# Got my letter from Ulster Bank today



## SaySomething (22 Dec 2016)

Confirming I got my letter today. I hope the rest of you get yours soon, but if not, do ring mortgage centre to check your Jan 1st repayment amount. Best of luck.


----------



## Miakk (22 Dec 2016)

Congratulations SaySomething!

TBH as long as I don't know either way, I still have hope...so I am going to leave it until Jan 1 to see what transpires, rather than potentially cast a shadow over Christmas. (I'm a former FA customer so I think different circumstances to yours) 

Best of luck to all the other posters on here, I have no doubt that it is through your strength and perseverance, coupled with the support via this forum, that this tracker issue came to get the scrutiny and prominence it deserves.


----------



## Brendan Burgess (24 Dec 2016)

HI SS 

What did the letter actually say? 

Brendan


----------



## SaySomething (27 Dec 2016)

Brendan Burgess said:


> HI SS
> 
> What did the letter actually say?
> 
> Brendan


Sorry Brendan only seeing this now. The contents were pretty much identical to the statement on the Ulster Bank website. Obviously it included my old rate and the new tracker rate, along with details of the change in monthly amount due. It also included a paragraph referring to my complaint, and stated that once my file has been completely reviewed they will give me a response to my complaint.

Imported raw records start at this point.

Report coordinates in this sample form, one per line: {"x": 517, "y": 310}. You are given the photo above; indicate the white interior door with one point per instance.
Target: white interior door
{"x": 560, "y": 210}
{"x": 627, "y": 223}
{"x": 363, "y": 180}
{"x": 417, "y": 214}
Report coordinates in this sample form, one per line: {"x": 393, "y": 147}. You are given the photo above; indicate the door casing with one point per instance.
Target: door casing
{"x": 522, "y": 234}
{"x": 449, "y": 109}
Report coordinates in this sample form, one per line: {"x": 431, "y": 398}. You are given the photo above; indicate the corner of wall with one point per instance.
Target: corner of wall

Exactly the same as the website, it says they will write to me again in March to set out a timeframe for compensation/redress/payment for independent financial advice. It doesn't say I will receive these in March, it says they will write to me again then.


----------



## Brendan Burgess (27 Dec 2016)

OK, and is the tracker rate the rate you expected? 

Brendan


----------



## SaySomething (27 Dec 2016)

Tracker rate is as per my original contract. Same as my friend who got a similar letter a few days before me. The rate is written into the contract. Yes it was as I expected. 

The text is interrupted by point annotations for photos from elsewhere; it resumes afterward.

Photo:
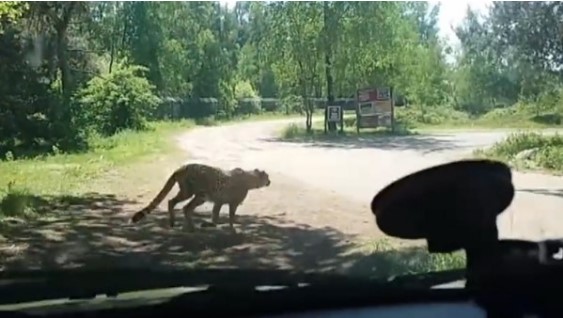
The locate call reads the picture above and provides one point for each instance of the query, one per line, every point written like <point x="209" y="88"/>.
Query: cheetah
<point x="206" y="184"/>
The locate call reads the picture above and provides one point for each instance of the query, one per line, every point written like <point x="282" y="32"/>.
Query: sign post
<point x="375" y="108"/>
<point x="334" y="115"/>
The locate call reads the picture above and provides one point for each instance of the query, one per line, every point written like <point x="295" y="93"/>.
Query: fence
<point x="177" y="108"/>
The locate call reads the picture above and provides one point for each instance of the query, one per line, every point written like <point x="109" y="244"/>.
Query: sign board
<point x="375" y="108"/>
<point x="334" y="114"/>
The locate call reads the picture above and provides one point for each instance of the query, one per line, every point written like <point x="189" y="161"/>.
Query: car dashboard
<point x="466" y="309"/>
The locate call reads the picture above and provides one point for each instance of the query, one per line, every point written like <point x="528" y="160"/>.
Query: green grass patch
<point x="24" y="181"/>
<point x="212" y="121"/>
<point x="385" y="259"/>
<point x="529" y="151"/>
<point x="443" y="117"/>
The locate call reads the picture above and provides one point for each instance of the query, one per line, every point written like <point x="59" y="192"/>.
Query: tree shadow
<point x="423" y="143"/>
<point x="91" y="232"/>
<point x="552" y="192"/>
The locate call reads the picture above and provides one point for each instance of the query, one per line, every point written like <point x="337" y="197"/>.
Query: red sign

Having the benefit of my file to refer to, I can confirm that there are no "prevailing variable/tracker rate" clauses in the fixed rate instruction I signed. I wasn't expecting a higher rate than the contract to be an issue for me.


----------



## itsmelee (3 Jan 2017)

I would like to thank everyone who has worked so hard on this issue. I received a letter from Ulster Bank Christmas week saying my mortgage had been part of the review. My mortgage was identified as being impacted and I was to be returned to the original tracker margin of 1.15%. I can confirm the reduced mortgage payment was taken from my account today.


----------



## justo (3 Jan 2017)

I too received a letter the week before Christmas. ULB have put me on a tracker rate of 1.05%.

I have to admit this was out of the blue - I have had a few arguments with ULB over the years but never about a tracker mortgage. I always thought I just stupidly missed the boat on that one.

Over the years this mortgage has caused me a lot of grief. I wrote to them on a number of occasions and met with ULB staff in my local branch to look at options to reduce my repayments at various times over the years. I also asked for and received a mortgage repayment holiday for 3 months to try to sort out my finances at one point.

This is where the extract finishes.